WARNING: The following contains spoilers for Black Widow, now in theaters and on Disney+ Premier Access.
Starring one of the most accomplished spies in the Marvel Cinematic Universe, Black Widow has plenty of nods to classic espionage cinema, especially the venerable James Bond franchise. Early in the movie, Natasha Romanoff is seen watching the 1979 Bond film Moonraker, with a climactic fight scene in midair serving as a nod to Moonraker‘s own aerial prologue action set piece. However, Black Widow also has one major allusion to the Bond series and one more integral to the film’s plot, with central antagonist Dreykov’s master plan directly echoing the scheme of the megalomaniacal villain Blofeld in the 1969 Bond film On Her Majesty’s Secret Service.
In Black Widow, Dreykov has been brainwashing trafficked women for decades to form a network of sleeper agents around the world. More than just the highly trained killers that Natasha and her sister Yelena Belova have since become, Dreykov plots to have his planted sleeper agents completely disrupt the global economy. This way, he can rise to power in the chaos he has unleashed, intent on winning the Cold War he and the Soviet Union lost over twenty years ago. While not quite as ambitious as Dreykov’s plans, Blofeld similarly instituted his own network of sleeper agents decades earlier, with similar goals and methodology.
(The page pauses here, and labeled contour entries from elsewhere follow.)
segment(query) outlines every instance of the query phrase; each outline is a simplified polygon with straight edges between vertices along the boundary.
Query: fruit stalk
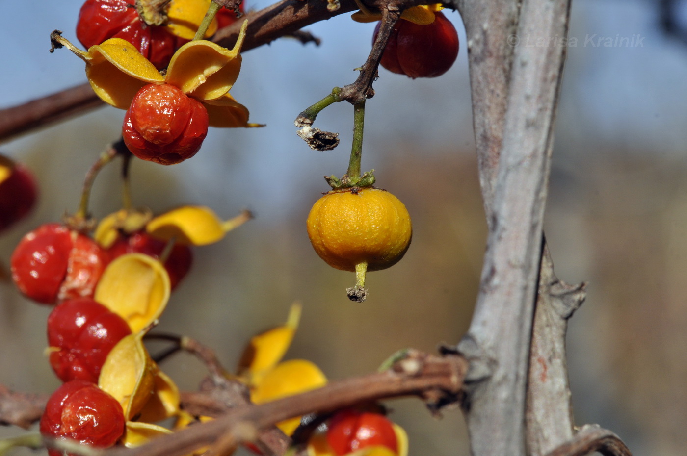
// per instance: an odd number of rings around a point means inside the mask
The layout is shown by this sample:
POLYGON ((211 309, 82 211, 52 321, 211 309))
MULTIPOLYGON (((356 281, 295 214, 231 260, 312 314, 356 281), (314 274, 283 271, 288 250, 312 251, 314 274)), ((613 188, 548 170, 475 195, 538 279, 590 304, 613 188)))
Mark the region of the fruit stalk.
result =
POLYGON ((107 163, 117 157, 117 146, 110 144, 107 150, 100 153, 98 161, 91 167, 91 169, 86 173, 86 178, 84 179, 83 190, 81 191, 81 201, 79 202, 79 209, 74 216, 76 220, 85 220, 89 217, 88 205, 91 197, 91 189, 93 187, 93 183, 98 176, 98 173, 107 163))
POLYGON ((353 184, 360 181, 360 161, 363 158, 363 133, 365 126, 365 100, 353 106, 353 143, 346 174, 353 184))
POLYGON ((221 5, 214 1, 210 2, 207 12, 205 13, 205 17, 203 18, 203 22, 198 26, 198 31, 196 32, 196 35, 193 37, 194 41, 202 40, 205 37, 205 32, 207 32, 207 28, 210 26, 210 23, 212 22, 212 19, 214 19, 215 14, 217 14, 221 8, 222 8, 221 5))

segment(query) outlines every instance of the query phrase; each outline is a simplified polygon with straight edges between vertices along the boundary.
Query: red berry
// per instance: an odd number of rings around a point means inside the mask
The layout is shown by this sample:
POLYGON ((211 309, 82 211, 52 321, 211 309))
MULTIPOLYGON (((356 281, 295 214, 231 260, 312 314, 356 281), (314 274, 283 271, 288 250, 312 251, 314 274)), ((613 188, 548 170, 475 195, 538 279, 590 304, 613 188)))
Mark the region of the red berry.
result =
POLYGON ((187 40, 163 27, 146 24, 134 3, 135 0, 87 0, 79 12, 76 36, 87 48, 111 38, 126 40, 161 69, 187 40))
MULTIPOLYGON (((434 78, 446 73, 458 55, 458 34, 441 12, 434 21, 419 25, 401 19, 392 30, 380 64, 392 73, 434 78)), ((376 38, 379 26, 374 30, 376 38)))
MULTIPOLYGON (((156 260, 164 251, 167 242, 159 240, 147 233, 134 233, 126 238, 120 238, 108 249, 112 260, 125 253, 144 253, 156 260)), ((188 245, 175 244, 172 247, 164 266, 170 276, 170 284, 173 290, 185 277, 193 262, 193 252, 188 245)))
POLYGON ((342 410, 331 418, 327 442, 337 456, 374 445, 398 451, 394 426, 385 416, 354 409, 342 410))
POLYGON ((105 358, 131 334, 123 318, 90 298, 67 299, 47 318, 50 365, 63 382, 98 383, 105 358))
POLYGON ((92 297, 109 256, 98 242, 83 234, 73 234, 74 247, 69 253, 67 275, 57 298, 92 297))
POLYGON ((12 278, 22 293, 52 304, 58 299, 92 297, 107 255, 90 238, 48 223, 22 238, 10 264, 12 278))
POLYGON ((67 275, 71 247, 69 229, 57 223, 25 235, 10 259, 12 278, 19 290, 34 301, 54 303, 67 275))
POLYGON ((190 158, 207 134, 207 111, 170 84, 138 91, 124 115, 124 143, 136 157, 162 165, 190 158))
POLYGON ((0 231, 26 216, 36 203, 36 182, 27 169, 15 164, 0 183, 0 231))
MULTIPOLYGON (((101 448, 111 446, 124 431, 124 415, 116 399, 83 380, 73 380, 50 396, 41 418, 41 433, 101 448)), ((62 452, 50 450, 49 456, 62 452)))

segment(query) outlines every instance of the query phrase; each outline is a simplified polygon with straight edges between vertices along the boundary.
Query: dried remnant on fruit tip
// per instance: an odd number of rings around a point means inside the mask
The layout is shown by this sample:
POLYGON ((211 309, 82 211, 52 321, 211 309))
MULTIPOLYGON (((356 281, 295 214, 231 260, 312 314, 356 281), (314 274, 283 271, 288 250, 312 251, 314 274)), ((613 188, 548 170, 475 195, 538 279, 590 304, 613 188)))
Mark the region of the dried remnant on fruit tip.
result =
POLYGON ((296 134, 313 150, 332 150, 339 146, 339 133, 322 131, 309 125, 304 126, 296 134))
POLYGON ((139 231, 152 218, 153 213, 147 207, 120 209, 100 220, 95 227, 93 238, 102 247, 109 249, 119 238, 120 231, 127 234, 139 231))
POLYGON ((150 398, 158 367, 143 345, 144 332, 126 336, 113 347, 100 370, 98 386, 112 395, 128 420, 150 398))
POLYGON ((348 299, 354 302, 365 302, 368 299, 368 290, 359 285, 346 289, 348 299))
POLYGON ((264 373, 281 361, 298 329, 301 305, 294 303, 284 324, 254 336, 238 362, 239 375, 249 377, 251 383, 260 382, 264 373))
POLYGON ((169 275, 157 260, 127 253, 105 269, 94 299, 126 321, 136 333, 162 313, 169 299, 169 275))

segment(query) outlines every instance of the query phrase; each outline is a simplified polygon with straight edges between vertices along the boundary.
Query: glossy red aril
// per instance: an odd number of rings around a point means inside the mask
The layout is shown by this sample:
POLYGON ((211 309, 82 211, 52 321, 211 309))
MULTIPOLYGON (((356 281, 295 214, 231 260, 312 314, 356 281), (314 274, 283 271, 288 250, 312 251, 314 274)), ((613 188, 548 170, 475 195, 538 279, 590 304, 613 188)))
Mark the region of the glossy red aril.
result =
POLYGON ((37 193, 31 172, 22 165, 14 163, 10 176, 0 183, 0 231, 31 212, 37 193))
POLYGON ((150 84, 134 97, 122 133, 136 157, 173 165, 196 155, 207 126, 207 111, 200 102, 170 84, 150 84))
MULTIPOLYGON (((426 25, 401 19, 392 30, 380 64, 392 73, 434 78, 446 73, 458 55, 458 34, 440 11, 426 25)), ((376 38, 381 23, 374 30, 376 38)))
POLYGON ((45 304, 92 297, 107 262, 106 253, 94 240, 58 223, 25 235, 10 260, 19 290, 45 304))
MULTIPOLYGON (((110 258, 114 260, 125 253, 144 253, 156 260, 167 246, 167 242, 159 240, 145 232, 131 234, 126 238, 119 238, 108 249, 110 258)), ((173 290, 185 277, 193 262, 193 252, 188 245, 174 244, 167 260, 165 269, 170 276, 170 285, 173 290)))
MULTIPOLYGON (((124 431, 120 403, 84 380, 73 380, 58 388, 41 418, 41 433, 46 437, 74 439, 102 448, 115 444, 124 431)), ((62 452, 49 450, 48 454, 61 456, 62 452)))
POLYGON ((87 0, 79 12, 76 37, 87 49, 111 38, 126 40, 161 69, 187 40, 175 36, 164 27, 146 24, 135 3, 135 0, 87 0))
POLYGON ((380 413, 342 410, 330 420, 326 437, 337 456, 375 445, 398 451, 394 426, 380 413))
POLYGON ((131 334, 123 318, 90 298, 67 299, 47 317, 50 365, 63 382, 98 383, 107 354, 131 334))

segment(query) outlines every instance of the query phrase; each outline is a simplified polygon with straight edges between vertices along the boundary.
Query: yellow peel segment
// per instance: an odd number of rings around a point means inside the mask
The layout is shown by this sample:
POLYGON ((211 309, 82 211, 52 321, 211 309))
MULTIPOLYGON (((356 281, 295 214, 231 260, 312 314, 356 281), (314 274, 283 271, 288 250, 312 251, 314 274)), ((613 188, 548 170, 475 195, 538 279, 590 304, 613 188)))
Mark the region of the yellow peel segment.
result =
MULTIPOLYGON (((256 404, 303 393, 324 387, 327 378, 313 363, 304 359, 292 359, 281 363, 269 371, 251 392, 251 400, 256 404)), ((300 417, 277 423, 286 435, 298 427, 300 417)))
POLYGON ((115 398, 128 420, 150 398, 157 366, 143 345, 144 332, 129 334, 115 345, 105 358, 98 386, 115 398))
POLYGON ((127 421, 126 431, 121 442, 127 448, 135 448, 148 443, 153 439, 171 434, 167 428, 138 421, 127 421))
POLYGON ((93 297, 128 323, 137 333, 162 313, 170 296, 170 278, 157 260, 127 253, 105 269, 93 297))
POLYGON ((248 123, 248 109, 229 93, 216 100, 205 101, 203 105, 207 110, 210 126, 229 128, 262 126, 248 123))
POLYGON ((125 40, 111 38, 85 54, 72 51, 86 62, 86 76, 95 94, 120 109, 128 109, 144 85, 164 82, 155 65, 125 40))
POLYGON ((238 55, 246 36, 243 23, 234 49, 205 40, 187 43, 174 53, 167 69, 166 81, 199 100, 214 100, 229 91, 241 68, 238 55))
POLYGON ((14 162, 10 159, 0 155, 0 184, 4 182, 14 170, 14 162))
POLYGON ((394 432, 396 433, 396 440, 398 445, 398 456, 408 456, 408 435, 405 429, 396 423, 392 422, 394 432))
MULTIPOLYGON (((167 30, 177 36, 192 40, 210 5, 210 0, 174 0, 167 10, 167 30)), ((212 36, 216 32, 217 21, 214 20, 205 32, 205 38, 212 36)))
POLYGON ((300 304, 294 303, 284 325, 253 337, 239 361, 239 374, 247 373, 251 383, 259 383, 264 372, 275 366, 289 350, 298 329, 300 315, 300 304))
POLYGON ((153 396, 141 410, 140 421, 155 422, 179 413, 181 397, 177 385, 161 370, 155 373, 153 396))
POLYGON ((244 211, 223 221, 209 207, 183 206, 155 217, 146 225, 146 231, 161 240, 174 239, 179 244, 207 245, 221 240, 228 231, 251 218, 252 214, 244 211))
On Her Majesty’s Secret Service revealed that Blofeld had gone into hiding under a pseudonym, heading a clinic atop a remote mountain in the Swiss Alps. As Bond tracks down his old nemesis in his mountain hideaway, he learns that the clinic operates under the auspices of curing patients of severe culinary allergies, with the clinic’s patients exclusively being young women from around the world. Blofeld’s alleged cure is an intense form of mental conditioning, with the villain revealing he has completely brainwashed his patients with the instructions to return to their home countries and deploy a genetically engineered virus created by Blofeld himself. The virus will render crops sterile and upend the agriculture industry, unless the United Nations caves to his demands.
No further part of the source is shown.